Control 5.4 : Management Responsibilities

Summary

This control requires management to ensure that all personnel apply information security in accordance with the established policies and procedures. It emphasizes that security culture starts with leadership and must be reinforced through formal expectations.

Applicability

In-Scope: Mandatory for all organizations. It ensures that security is seen as a business requirement rather than an IT-only task. It is critical for proving management commitment during the ISO certification process.

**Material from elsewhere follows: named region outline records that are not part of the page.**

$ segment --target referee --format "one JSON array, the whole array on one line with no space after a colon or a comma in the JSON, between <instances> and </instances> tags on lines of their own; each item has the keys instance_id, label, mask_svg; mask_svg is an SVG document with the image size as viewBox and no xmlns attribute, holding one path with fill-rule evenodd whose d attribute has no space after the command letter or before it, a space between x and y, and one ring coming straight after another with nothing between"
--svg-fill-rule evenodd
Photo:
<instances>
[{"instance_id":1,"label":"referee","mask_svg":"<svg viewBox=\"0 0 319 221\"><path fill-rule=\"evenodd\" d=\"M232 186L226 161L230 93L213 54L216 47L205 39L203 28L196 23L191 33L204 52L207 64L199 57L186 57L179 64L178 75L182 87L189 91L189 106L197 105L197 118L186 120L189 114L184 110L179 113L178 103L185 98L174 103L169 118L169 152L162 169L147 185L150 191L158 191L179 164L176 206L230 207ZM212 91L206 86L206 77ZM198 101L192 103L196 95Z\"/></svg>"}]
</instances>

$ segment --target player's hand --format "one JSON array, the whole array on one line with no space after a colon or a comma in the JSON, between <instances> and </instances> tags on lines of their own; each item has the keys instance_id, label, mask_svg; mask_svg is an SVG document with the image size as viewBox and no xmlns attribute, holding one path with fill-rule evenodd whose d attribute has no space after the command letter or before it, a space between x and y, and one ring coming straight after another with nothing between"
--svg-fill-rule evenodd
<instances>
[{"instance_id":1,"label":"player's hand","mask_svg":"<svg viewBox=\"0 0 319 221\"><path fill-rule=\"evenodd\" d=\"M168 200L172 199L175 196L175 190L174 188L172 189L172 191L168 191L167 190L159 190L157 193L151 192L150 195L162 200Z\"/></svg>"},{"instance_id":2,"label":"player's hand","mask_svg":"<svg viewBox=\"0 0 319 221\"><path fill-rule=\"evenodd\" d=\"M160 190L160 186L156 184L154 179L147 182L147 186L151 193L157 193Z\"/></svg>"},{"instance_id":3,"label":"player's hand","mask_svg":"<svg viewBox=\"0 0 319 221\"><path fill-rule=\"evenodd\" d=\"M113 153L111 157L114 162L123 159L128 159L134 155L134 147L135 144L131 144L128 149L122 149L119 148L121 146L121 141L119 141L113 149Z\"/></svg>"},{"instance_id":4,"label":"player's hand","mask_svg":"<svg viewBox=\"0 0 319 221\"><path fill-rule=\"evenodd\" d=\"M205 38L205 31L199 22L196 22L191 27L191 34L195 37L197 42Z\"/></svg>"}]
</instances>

Out-of-Scope: Never out-of-scope. Leadership must always demonstrate support for the ISMS.

Implementation Guidance

Microsoft 365 / Entra ID

Governance Portal: Use a SharePoint-based Governance Portal where management provides regular updates or Town Hall recordings regarding security expectations.
Awareness Tracking: Use Microsoft Viva Learning to assign and track mandatory security leadership briefings for all managers.
Performance Metrics: Integrate security compliance (e.g., completing training) into Microsoft Teams performance tracking or HR appraisal integrations.

Evidence Checklist

Management Communiques: Emails or newsletters from leadership discussing the importance of security.
Meeting Minutes: Records of Management Review Meetings where ISMS performance and security goals were discussed.
Policy Endorsement: Formal evidence that leadership has reviewed and approved the latest security strategy.

Practical Audit Advice

Here are some questions the auditor might ask:

How does management demonstrate their commitment to information security to the wider workforce on a regular basis?
What actions does management take when a department or individual consistently fails to meet security policy requirements?
Can you show evidence that security objectives are integrated into the organization's overall business planning?
How does leadership ensure that the security team has the necessary resources (budget and personnel) to maintain the ISMS?